From Jan. 21 to Feb. 7, he hunted for opinions in the Jewell community about the ideal superintendent, interviewing approximately 75 members of the staff, faculty, parents and student body and also running an online survey.
“I need the words I use so I can start building that literature,” he said about talking to so many people and gathering so many diverse opinions about what Jewell has and wants.
He looked for patterns and found several: In a superintendent, Jewell residents want a good communicator who’s committed to serving all children, is honest, versed in budgeting and respectful to everyone, among other qualities.
Community members want the district to focus on financial stabilization, additional postsecondary educational opportunities, student safety and behavior, student and teacher development and administrative turnover.
“I don’t know if this person’s going to work 2½ days during a week … so I want to give them and you flexibility,” said McKenzie about the superintendent living in-district, adding that the subject can be further explored through interviews.

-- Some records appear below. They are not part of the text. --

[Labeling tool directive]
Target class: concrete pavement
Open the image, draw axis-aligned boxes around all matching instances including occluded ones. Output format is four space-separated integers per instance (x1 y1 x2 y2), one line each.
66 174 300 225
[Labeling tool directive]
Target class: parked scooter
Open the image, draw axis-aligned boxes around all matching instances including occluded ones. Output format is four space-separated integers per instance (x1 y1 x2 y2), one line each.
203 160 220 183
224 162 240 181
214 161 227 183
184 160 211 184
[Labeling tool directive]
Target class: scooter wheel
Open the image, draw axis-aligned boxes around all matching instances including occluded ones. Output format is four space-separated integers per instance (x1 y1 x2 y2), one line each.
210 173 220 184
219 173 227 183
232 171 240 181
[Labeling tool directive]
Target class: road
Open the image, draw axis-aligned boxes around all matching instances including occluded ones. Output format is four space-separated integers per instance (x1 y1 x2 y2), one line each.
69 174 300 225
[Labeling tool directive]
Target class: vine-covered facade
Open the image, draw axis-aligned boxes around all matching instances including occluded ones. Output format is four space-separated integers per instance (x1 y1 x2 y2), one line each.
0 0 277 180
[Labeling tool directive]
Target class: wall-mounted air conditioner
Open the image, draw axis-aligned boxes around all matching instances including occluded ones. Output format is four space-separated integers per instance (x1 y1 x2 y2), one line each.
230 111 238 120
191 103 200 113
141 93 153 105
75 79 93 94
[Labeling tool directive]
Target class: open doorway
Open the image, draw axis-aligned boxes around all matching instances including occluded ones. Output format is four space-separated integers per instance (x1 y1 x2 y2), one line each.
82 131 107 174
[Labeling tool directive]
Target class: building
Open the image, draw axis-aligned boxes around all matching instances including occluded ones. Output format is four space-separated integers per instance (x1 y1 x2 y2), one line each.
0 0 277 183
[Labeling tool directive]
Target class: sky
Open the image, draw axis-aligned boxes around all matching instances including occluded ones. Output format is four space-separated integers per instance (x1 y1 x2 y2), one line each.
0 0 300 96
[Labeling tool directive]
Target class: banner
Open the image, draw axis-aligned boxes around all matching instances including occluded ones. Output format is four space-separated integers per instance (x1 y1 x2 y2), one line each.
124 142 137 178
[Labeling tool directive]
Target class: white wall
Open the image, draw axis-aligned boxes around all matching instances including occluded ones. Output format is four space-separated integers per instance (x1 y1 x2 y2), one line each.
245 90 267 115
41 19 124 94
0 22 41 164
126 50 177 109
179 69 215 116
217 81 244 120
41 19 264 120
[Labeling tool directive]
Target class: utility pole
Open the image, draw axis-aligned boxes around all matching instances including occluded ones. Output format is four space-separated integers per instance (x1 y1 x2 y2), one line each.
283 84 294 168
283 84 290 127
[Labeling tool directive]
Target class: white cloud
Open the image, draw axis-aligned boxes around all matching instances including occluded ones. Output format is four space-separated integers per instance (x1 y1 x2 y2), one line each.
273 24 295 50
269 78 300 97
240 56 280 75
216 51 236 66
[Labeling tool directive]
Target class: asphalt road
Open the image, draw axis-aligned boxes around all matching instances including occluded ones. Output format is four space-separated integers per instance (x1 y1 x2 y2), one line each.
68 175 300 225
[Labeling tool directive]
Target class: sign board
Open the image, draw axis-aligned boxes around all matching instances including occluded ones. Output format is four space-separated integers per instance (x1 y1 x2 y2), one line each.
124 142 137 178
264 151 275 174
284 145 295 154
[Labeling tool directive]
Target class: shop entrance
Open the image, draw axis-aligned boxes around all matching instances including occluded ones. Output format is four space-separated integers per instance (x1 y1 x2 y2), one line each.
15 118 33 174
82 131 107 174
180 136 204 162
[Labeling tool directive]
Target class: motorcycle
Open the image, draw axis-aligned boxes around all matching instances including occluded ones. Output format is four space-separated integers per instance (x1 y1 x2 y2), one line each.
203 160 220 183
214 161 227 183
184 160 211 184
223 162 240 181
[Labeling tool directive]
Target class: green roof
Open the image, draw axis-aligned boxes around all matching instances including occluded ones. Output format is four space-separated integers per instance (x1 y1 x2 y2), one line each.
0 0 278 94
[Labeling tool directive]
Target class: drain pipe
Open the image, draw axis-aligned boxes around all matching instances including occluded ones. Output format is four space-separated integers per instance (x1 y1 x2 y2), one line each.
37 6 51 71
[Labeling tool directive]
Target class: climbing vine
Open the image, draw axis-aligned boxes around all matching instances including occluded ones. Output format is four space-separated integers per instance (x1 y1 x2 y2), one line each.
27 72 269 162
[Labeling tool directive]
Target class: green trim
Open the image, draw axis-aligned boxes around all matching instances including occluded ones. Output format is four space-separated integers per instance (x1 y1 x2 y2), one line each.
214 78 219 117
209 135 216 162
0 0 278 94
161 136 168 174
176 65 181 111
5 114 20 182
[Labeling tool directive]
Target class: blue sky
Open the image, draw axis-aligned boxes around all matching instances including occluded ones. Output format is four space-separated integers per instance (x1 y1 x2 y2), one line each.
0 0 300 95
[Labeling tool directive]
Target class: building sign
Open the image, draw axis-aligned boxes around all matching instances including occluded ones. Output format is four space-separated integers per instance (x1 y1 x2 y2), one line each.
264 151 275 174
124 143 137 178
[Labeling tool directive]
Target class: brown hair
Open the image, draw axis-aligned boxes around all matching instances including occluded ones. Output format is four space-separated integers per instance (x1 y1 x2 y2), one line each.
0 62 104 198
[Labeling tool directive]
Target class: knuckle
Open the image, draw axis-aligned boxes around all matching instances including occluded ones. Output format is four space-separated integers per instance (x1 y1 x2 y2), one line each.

Many board members, and McKenzie himself, pointed to advantages of Jewell’s isolation.
“I would like that as kind of bait, that we expect the superintendent to take an active role … in the theory of education for the students of this institution,” said board member Brian Engbretson, adding that a candidate needs to understand the timber-dependent funding scheme of the district.
Board member Jennifer Blanchard said candidates need to be knowledgeable of and dedicated to the blended classroom concept putting multiple grades in one classroom. Jewell has several blended classes spanning several grades.
Some community members broached the possibility of the district scrapping the search altogether and looking in-house.
School board member Ginger Kaczenski asked, if Lockett’s interested, could the district stop searching. Sixth-grader Henry Samuelson approached the board and read a letter in which he asked to keep Lockett. McKenzie reminded those present that it’s entirely up to Lockett whether he applies.
There’s been a revolving door for administrators in Jewell’s recent history, including:
• John Seeley, who served as superintendent from 1999 to 2007, when he resigned amid internal audits by the Northwest Educational Service District and an investigation by the Department of Justice and the Clatsop County District Attorney into various allegations;
• Jerry Jones, who served as superintendent from 2008 through 2009 after the district had gone through a quick succession of about three administrators the year prior;
• Brian Gander, took over in July 2009 and resigned in June amid outcries from the community about his communication and management style;
• James Sager, superintendent of the Northwest Regional Education Service District, who stepped in momentarily from Hillsboro to run Jewell School and negotiate a legal separation agreement with Gander;
• Jim Carlile, a former superintendent from Knappa and a facilitator for Portland State University’s Center for Student Success who started in the summer as superintendent and principal, staying until mid-December; and
• Lockett, who has since been superintendent and principal of the school, staying on until July in the transition to a permanent replacement.
Jewell’s administration was also tasked Monday with putting together a candidate screening group of 12 to 15 community members and school employees, in addition to the five school board members.